Students take a trip to learn about plants from a local expert.
- Grades: PreK–K
- Develop social awareness
- Practice language and science skills
- Cardboard clipboards
- Drawing paper
- Chart paper
- Markers, crayons, pencils, colored pencils
Set Up and Prepare
Plan a trip to a local botanical garden, neighborhood garden, plant store, or farm to observe plants and speak with an expert about how to grow and care for plants.
Step 1: Explain to children that they will interview a local plant expert and they will need to think of questions they would like to ask. Record their questions on chart paper and write them on a smaller sheet of paper to take along on your trip.
Step 2: Give each child a cardboard clipboard to take along. It can be made with pieces of cardboard and a large metal clip. Attach a few sheets of paper to each clipboard. Bring along sharpened colored and regular pencils so children can create observational drawings. Bring a camera to photograph the experience.

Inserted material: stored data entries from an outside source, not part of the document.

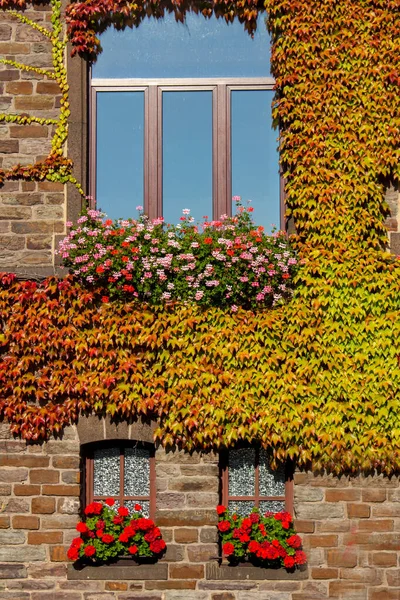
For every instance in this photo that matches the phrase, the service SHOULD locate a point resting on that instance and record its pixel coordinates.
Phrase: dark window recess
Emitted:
(248, 481)
(124, 472)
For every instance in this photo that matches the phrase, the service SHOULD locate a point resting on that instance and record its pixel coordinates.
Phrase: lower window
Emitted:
(124, 472)
(248, 481)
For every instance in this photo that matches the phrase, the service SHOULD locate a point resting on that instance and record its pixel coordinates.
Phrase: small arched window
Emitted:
(248, 481)
(121, 470)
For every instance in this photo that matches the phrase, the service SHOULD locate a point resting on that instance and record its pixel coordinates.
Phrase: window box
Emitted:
(247, 571)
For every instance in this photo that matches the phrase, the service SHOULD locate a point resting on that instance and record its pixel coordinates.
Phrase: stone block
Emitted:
(170, 500)
(25, 489)
(12, 571)
(44, 476)
(60, 490)
(186, 535)
(186, 518)
(319, 511)
(186, 571)
(27, 460)
(34, 102)
(193, 484)
(69, 506)
(44, 537)
(358, 511)
(202, 552)
(346, 557)
(42, 505)
(65, 462)
(308, 494)
(25, 522)
(28, 131)
(22, 553)
(11, 537)
(374, 495)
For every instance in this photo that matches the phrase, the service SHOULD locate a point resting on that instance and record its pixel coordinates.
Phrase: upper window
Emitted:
(181, 118)
(125, 472)
(248, 481)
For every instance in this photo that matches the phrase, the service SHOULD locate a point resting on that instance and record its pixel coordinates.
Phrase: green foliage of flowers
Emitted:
(106, 534)
(227, 263)
(268, 540)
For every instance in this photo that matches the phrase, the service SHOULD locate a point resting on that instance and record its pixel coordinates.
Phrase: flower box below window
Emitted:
(247, 571)
(120, 570)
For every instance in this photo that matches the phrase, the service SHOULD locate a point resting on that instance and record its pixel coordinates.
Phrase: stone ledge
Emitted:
(246, 572)
(156, 572)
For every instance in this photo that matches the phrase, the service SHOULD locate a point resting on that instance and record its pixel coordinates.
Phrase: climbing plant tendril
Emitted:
(316, 380)
(56, 167)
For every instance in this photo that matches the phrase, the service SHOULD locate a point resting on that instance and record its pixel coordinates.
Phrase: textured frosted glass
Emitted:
(198, 48)
(120, 153)
(106, 472)
(242, 472)
(137, 472)
(145, 504)
(187, 154)
(255, 158)
(241, 507)
(271, 506)
(272, 483)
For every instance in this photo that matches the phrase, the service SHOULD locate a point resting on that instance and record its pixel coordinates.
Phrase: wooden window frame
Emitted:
(153, 89)
(256, 498)
(88, 472)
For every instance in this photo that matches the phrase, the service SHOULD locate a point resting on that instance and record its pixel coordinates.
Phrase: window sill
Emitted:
(120, 571)
(246, 571)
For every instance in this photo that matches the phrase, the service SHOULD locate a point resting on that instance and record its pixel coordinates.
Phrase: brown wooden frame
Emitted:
(89, 475)
(226, 498)
(153, 89)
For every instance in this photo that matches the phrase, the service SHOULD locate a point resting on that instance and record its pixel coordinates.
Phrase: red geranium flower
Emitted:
(300, 557)
(157, 546)
(294, 541)
(107, 538)
(90, 551)
(224, 526)
(228, 548)
(254, 517)
(73, 553)
(289, 562)
(123, 511)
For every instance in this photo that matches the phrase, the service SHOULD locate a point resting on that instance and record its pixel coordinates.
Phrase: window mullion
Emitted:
(153, 149)
(221, 152)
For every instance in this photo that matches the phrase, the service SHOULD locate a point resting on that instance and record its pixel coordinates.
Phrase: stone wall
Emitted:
(32, 214)
(350, 530)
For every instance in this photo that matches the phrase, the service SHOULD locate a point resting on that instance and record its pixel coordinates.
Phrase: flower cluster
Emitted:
(225, 263)
(107, 533)
(267, 540)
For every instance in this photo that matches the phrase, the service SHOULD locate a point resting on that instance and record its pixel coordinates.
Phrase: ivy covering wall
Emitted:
(316, 380)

Step 3: Invite each child to ask a question of the local plant expert. If possible, record the interview so that children can revisit the experience later. Provide time for children to touch, smell, and observe the different plants they see. Invite them to draw plants they find interesting and encourage them to learn the correct names for the different plants.
Step 4: Play their interview during meeting time and develop a chart to summarize what they’ve learned.
Step 5: Give them the photographs from their trip to sequence and write about. Then create a wall display using their observational drawings, photographs, and charts.
Remember: When planning a trip, it’s important to make sure that there are enough adult chaperones present so that children receive enough attention to allow for optimal learning.
Have the children make drawings to send to the expert they visited as a thank-you gift. Encourage them to create drawings about an aspect of the trip they enjoyed or something they learned.
Send home a copy of children’s plant-learning summary to share with families. Suggest that families take their child on a nature walk or visit a plant store. Ask parents to encourage their child to share what he or she has learned about plants.